Stock Market

US Stocks Fall as Global Tech Selloff Deepens


Key Takeaways

  • US stocks fell Tuesday as a global tech selloff extended into a second day.
  • The declines follow a rally in AI-exposed stocks and several rounds of debt-based capital raising at large tech firms.
  • Expectations that the Fed will raise interest rates later year have weighed on stocks in recent sessions.

US stocks fell Tuesday after global markets extended a major tech selloff that has hit some of the year’s biggest winners.

The Morningstar US Market Index was down 1.3% mid-morning, with the tech-heavy Nasdaq sliding 2.0% and the S&P 500 1.3% lower, as markets faced a second day of sharp selling amid concerns over surging tech stocks and frothy AI valuations.

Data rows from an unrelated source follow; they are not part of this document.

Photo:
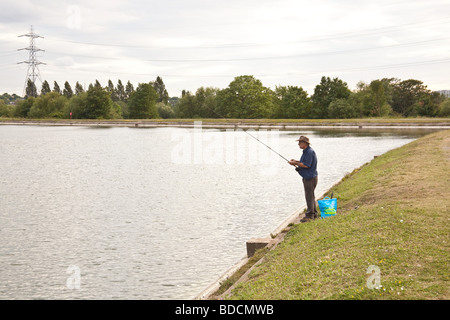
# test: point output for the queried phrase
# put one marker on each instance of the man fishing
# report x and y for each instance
(307, 168)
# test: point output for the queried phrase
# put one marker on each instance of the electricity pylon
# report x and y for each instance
(33, 62)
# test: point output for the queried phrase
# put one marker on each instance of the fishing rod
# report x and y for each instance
(249, 134)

SpaceX SPCX shares recovered Tuesday morning after fall more than 3% at the open. The stock shed $400 billion in market value on Monday in its third straight session of losses. The newly-listed stock hovered midday Tuesday just above its first-day opening price of $150.

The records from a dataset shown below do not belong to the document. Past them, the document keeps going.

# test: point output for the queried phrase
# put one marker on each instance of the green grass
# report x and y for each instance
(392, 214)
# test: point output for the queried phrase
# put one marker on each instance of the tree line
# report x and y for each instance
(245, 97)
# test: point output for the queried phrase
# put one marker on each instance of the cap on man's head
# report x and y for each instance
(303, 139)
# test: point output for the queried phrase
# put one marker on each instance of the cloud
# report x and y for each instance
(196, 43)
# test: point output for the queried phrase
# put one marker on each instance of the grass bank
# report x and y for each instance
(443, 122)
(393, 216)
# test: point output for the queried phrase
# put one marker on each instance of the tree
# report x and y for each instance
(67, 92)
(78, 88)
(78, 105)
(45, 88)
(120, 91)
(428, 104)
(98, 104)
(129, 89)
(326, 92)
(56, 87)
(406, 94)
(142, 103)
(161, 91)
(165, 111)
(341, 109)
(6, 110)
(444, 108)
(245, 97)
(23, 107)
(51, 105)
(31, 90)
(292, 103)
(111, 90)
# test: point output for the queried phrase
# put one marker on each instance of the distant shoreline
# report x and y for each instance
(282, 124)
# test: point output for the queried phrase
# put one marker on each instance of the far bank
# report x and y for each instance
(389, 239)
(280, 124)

Alphabet shares slipped 1.2% late morning Tuesday, after shedding 5% on Monday to record their worst day in over a year as the departure of two high-profile researchers added to mounting AI concerns. Fellow Magnificent Seven stocks Microsoft MSFT, Tesla TSLA and Amazon AMZN also opened in the red.

Javier Correonero, Morningstar senior equity analyst, says the sharp selling is likely profit taking after market exuberance has pushed tech stocks to record highs this year. “There’s a lot of froth in the markets,” he adds.

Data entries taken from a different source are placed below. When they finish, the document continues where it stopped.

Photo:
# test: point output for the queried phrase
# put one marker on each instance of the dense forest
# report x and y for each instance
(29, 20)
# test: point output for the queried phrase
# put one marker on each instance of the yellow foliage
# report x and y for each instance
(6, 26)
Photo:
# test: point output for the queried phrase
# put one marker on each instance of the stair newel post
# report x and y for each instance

Chipmakers Deepen Tech Rout

Chipmakers Micron MU and Intel INTC, meanwhile, dropped 11.0% and 3.8% through late morning, respectively, despite having been among the few technology stocks to close higher in Monday’s sectorwide selloff. Micron is due to report earnings Wednesday.

South Korean chipmakers SK Hynix 000660 and Samsung 005930 each plunged 13% in Tuesday’s session, dragging the country’s KOSPI benchmark down 10% from its record high. Chinese equities in Hong Kong extended declines to enter bear market territory.

Tuesday’s retreat in chipmakers—key drivers of the AI equity rally—comes as investors begin to question whether the sector’s future returns can justify current bumper spending. Meanwhile, hawkish commentary last week from new Federal Reserve chair Kevin Warsh suggests an interest rate hike could be likely before the end of the year, potentially hampering the costly AI buildout.

The AI Rally Cut Short?

Tech stocks have rallied to record highs this year, as enthusiasm around the AI trade has largely provided a buffer to other geopolitical and economic risks.

Major AI infrastructure announcements by US tech firms have helped fuel that enthusiasm. But as those hyperscalers increasingly seek external sources—including debt and equity markets—to pay for those mammoth plans, concerns have emerged over funding circularity within the sector and wider concentration risks.

“We’re increasingly seeing questions about who can stay at the frontier of AI,” Neil Wilson, UK Investor Strategist at Saxo, says.

“It looks likes bulls are pulling in their horns ahead of the Micron earnings, which is reading across the entire AI play and taking some froth off the top, with SpaceX’s tumble starting to look a concern and yet another debt raise demanding whether these firms have the cash to continue investing,” he notes.

However, Wilson suggests that the pullback is likely more a symptom of the revised US interest rate outlook than as full rethink of the AI trade. He adds that a Fed rate hike could now be on the table as soon as July.

“Ultimately, this is probably more of a reset against a higher rate outlook than a precursor to anything apocalyptic,” he says.